Bu yıl Atlantik'in iki yakasındaki iki kritik seçim, bir tarafta ABD başkanlık seçimi, diğer tarafta Avrupa Parlamentosu seçimleri, daha muhafazakar, daha küreselleşme karşıtı siyasi görüşlerin iktidar olmaları veya güç kazanmaları halinde, Atlantik İttifakı'nın hem Rusya-Ukrayna Savaşı, hem de Gazze ve Orta Doğu'daki gerginlikler boyutunda tutumunun değişmesine, ya küresel ve bölgesel gerginliklere gösterilen ilginin azalması, ya da bir taraf lehine daha destekleyici ve ne yazık ki insani trajedinin derinleşmesine sebep olacak bir duyarsızlığa sebep olabilir. Bu nedenle, ister OECD küresel öngörü birimi, ister IMF veya Dünya Bankası araştırmaları, ister AB Komisyonu'nun stratejik analiz raporları, isterse de The Economist Dergisi'nin İstihbarat Birimi'nin son araştırması 5 küresel riskten birisi olarak bu konuya temas ediyor.

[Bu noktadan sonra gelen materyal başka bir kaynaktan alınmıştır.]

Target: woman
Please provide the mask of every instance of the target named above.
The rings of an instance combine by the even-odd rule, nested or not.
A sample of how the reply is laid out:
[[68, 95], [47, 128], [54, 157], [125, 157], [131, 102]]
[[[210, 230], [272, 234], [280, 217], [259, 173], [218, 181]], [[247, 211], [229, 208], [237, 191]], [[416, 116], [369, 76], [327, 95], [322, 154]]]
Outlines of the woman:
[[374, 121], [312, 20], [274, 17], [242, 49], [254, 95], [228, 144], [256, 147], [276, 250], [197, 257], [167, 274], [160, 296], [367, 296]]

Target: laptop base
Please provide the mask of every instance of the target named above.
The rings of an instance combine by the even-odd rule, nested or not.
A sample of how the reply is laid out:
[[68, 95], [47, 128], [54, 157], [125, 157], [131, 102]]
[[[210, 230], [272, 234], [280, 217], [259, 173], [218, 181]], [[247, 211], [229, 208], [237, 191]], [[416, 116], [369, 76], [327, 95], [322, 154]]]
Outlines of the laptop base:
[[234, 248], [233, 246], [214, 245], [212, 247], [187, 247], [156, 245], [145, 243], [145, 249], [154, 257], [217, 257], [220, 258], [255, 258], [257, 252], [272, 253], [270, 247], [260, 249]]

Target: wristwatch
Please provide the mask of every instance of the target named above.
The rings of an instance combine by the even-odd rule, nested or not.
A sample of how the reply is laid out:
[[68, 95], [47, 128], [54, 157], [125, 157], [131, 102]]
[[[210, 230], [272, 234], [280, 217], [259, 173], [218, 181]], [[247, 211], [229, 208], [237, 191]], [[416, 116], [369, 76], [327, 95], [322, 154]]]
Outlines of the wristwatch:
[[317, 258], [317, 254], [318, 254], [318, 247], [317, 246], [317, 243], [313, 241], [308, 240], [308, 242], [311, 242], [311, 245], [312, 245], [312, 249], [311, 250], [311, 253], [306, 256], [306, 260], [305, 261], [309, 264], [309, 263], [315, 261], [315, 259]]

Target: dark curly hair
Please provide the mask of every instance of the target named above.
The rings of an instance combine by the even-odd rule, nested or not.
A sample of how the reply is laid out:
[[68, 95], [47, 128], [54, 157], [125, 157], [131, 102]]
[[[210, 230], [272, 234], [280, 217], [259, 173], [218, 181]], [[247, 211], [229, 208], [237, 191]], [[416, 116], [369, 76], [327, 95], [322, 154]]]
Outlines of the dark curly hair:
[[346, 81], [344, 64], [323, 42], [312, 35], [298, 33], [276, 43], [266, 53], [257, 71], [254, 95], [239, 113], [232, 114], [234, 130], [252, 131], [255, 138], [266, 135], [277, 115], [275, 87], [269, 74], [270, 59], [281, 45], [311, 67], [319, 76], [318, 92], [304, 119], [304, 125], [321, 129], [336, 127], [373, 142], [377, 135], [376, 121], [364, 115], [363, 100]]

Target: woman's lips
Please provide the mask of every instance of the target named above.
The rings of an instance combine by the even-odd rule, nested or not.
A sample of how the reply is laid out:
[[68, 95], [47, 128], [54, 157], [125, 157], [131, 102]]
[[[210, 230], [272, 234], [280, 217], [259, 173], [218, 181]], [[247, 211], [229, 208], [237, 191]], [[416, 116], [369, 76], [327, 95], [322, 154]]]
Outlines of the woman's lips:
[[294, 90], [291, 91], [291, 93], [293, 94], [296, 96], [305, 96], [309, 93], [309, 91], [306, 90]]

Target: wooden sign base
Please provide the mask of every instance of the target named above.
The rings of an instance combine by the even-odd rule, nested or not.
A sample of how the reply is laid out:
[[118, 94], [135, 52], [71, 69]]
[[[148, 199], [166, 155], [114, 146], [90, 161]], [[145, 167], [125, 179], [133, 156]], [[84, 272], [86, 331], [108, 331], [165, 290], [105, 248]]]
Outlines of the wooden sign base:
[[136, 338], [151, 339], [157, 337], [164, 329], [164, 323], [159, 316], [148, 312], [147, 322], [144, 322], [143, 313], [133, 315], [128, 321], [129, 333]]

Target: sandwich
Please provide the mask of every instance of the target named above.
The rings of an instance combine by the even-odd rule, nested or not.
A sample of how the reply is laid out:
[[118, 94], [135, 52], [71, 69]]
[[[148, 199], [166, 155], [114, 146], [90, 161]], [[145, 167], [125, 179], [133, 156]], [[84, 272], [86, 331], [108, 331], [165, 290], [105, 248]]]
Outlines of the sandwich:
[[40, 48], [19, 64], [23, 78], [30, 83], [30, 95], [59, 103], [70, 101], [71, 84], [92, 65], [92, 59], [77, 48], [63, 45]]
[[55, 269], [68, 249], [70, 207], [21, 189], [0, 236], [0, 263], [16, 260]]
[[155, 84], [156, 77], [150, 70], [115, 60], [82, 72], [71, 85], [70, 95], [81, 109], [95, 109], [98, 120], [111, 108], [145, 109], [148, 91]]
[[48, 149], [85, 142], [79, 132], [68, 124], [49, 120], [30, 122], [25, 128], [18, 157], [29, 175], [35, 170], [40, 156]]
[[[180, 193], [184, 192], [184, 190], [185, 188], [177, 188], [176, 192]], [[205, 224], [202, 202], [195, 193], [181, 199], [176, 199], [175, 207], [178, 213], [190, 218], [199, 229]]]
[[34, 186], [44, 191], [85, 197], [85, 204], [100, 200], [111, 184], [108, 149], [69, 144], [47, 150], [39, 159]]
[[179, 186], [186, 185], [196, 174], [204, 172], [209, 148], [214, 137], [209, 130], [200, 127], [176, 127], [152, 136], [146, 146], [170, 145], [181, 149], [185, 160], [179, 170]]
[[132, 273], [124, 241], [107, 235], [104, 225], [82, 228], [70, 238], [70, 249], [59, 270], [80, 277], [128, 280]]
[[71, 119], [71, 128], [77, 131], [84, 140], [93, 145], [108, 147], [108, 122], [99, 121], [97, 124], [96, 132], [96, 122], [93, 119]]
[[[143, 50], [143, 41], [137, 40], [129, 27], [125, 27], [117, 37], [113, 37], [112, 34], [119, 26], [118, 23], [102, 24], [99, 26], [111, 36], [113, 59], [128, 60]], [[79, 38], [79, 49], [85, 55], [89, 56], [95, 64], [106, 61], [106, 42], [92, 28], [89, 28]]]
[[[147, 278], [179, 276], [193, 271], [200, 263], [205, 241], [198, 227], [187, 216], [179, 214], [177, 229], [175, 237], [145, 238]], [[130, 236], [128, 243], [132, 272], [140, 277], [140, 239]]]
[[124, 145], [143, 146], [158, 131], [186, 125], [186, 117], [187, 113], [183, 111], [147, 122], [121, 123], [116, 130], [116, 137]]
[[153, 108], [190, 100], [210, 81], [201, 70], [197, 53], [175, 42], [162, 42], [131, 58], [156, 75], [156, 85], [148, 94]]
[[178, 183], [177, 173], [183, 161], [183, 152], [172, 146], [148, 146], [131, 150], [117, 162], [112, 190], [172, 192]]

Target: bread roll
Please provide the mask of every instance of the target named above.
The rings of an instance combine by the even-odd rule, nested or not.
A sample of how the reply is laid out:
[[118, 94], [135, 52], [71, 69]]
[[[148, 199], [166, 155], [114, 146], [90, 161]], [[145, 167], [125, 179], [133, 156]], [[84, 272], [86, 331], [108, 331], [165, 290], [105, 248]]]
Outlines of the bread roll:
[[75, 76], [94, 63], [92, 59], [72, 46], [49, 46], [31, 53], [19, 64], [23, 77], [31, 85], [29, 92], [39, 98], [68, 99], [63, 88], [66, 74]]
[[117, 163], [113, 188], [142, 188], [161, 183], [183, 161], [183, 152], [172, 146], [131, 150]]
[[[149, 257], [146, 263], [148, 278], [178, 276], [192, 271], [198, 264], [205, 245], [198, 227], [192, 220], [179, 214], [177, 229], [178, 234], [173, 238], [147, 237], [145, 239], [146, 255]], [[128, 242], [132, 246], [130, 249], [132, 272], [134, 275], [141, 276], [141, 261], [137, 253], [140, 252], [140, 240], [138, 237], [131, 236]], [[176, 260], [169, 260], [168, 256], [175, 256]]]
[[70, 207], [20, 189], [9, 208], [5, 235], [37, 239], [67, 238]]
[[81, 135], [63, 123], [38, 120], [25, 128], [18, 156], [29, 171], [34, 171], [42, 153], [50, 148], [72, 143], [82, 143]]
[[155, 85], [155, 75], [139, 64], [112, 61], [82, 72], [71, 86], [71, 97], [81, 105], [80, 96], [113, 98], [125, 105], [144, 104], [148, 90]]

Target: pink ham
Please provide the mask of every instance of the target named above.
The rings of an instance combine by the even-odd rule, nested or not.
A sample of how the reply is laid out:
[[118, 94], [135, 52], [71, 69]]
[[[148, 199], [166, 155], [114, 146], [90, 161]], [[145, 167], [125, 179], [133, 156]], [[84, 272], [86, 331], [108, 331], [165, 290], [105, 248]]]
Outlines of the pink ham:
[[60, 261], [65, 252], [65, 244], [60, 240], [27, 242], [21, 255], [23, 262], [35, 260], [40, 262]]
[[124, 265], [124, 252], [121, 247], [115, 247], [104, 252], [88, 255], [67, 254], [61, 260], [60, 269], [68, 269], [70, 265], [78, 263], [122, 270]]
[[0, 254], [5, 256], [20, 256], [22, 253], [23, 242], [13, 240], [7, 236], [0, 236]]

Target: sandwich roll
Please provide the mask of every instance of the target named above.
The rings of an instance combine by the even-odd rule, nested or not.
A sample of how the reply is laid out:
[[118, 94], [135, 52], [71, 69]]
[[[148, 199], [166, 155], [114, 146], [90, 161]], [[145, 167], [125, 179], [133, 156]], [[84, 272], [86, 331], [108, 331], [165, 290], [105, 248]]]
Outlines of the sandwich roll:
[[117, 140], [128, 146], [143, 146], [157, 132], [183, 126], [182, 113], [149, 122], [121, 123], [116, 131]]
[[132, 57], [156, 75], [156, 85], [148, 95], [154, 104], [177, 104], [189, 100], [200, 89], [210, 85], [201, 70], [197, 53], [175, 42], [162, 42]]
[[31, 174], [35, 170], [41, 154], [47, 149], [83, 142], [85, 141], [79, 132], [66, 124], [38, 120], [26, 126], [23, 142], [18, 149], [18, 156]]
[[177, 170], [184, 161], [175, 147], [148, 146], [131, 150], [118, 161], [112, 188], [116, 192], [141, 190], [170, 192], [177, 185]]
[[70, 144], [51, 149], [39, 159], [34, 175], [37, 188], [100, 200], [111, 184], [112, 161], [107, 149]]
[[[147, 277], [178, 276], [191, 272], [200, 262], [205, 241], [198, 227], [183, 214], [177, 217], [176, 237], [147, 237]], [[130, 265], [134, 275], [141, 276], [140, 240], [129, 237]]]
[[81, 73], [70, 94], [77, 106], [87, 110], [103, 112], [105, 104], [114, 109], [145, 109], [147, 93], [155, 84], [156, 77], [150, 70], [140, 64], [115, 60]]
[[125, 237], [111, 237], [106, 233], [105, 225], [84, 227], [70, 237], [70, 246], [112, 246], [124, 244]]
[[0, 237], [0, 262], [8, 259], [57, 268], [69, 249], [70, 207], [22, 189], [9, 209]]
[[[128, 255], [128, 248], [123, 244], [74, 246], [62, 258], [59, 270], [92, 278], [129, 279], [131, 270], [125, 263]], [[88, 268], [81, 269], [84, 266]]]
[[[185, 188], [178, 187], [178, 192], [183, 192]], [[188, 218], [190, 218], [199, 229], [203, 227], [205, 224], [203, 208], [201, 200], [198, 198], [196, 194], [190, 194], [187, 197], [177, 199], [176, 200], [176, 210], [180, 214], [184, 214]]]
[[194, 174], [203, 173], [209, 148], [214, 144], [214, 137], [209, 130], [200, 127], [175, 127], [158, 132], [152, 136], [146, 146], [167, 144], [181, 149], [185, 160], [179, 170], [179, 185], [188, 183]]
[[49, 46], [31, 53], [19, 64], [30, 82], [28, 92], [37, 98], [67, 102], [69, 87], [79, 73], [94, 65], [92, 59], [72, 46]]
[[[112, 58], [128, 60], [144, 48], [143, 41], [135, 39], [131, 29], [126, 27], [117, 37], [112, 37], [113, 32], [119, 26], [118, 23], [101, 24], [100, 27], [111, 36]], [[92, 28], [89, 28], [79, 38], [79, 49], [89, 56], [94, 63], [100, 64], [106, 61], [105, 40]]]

Atlantik'in iki yakasındaki iki ayrı seçim sürecinin ABD-Çin ve AB-Çin ilişkilerini nasıl şekillendireceği de merak ediliyor. Çin ve Asya'ya ekonomik ve ticari bağımlılıktan kaynaklanan rahatsızlık daha da mı derinleşecek; bu nedenle olası tartışma ve gerginlikler küresel ticaret sistemindeki aksaklıkları daha da mı kötüleştirecek, bu başlıkları kestirmek kolay değil. Tüm bu gelişmelerin Atlantik'in iki yakası ve Asya-Pasifik'teki Atlantik yanlısı müttefikler arasındaki mevcut ilişkileri gerip germeyeceği de merak ediliyor. Nitekim, ikinci bir küresel risk başlığı olarak Çin-Tayvan gerginliğinin geleceği de ikinci bir küresel risk başlığı olarak gözlemlenmekte. Latin Amerika, Avrasya, Afrika ve kimi Asya ekonomileri Asya-Pasifik gerginliğinde nasıl davranacakları noktasında zorlanabilirler.
Bu da bizi, 2024, hatta 2025'in öncelikli bir diğer risk başlığı olarak, üçüncü bir küresel risk başlığı olarak, yeşil teknolojiler ve yüzde 100 elektrikli bir dünya için gerekli olan teknolojilerde nadir toprak elementleri ve grafit gibi hayati önem taşıyan hammadde ve malların ihracatının engellenmesinden, petrol ve doğalgazın ticaretinde kısıtlamalara, küresel tedarik zincirinde dalgalanmalara kadar, ticari ürünlerin 'silah'a dönüşmesi gibi zorlu bir küresel riske taşıyor. Buna, dünyanın önde gelen ekonomileri arasında, birbirlerine karşı kullanmak adına, artma eğilimi gösterecek anti-damping ve haksız devlet teşviklerine yönelik soruşturma ve davaları ekleyin. Bunların tümü ne yazık ki, dördüncü bir küresel risk olarak, yeşil teknoloji araştırma ve yatırımlarını destekleme yarışının küresel bir ticaret savaşına dönüşmesi riski de taşıyor.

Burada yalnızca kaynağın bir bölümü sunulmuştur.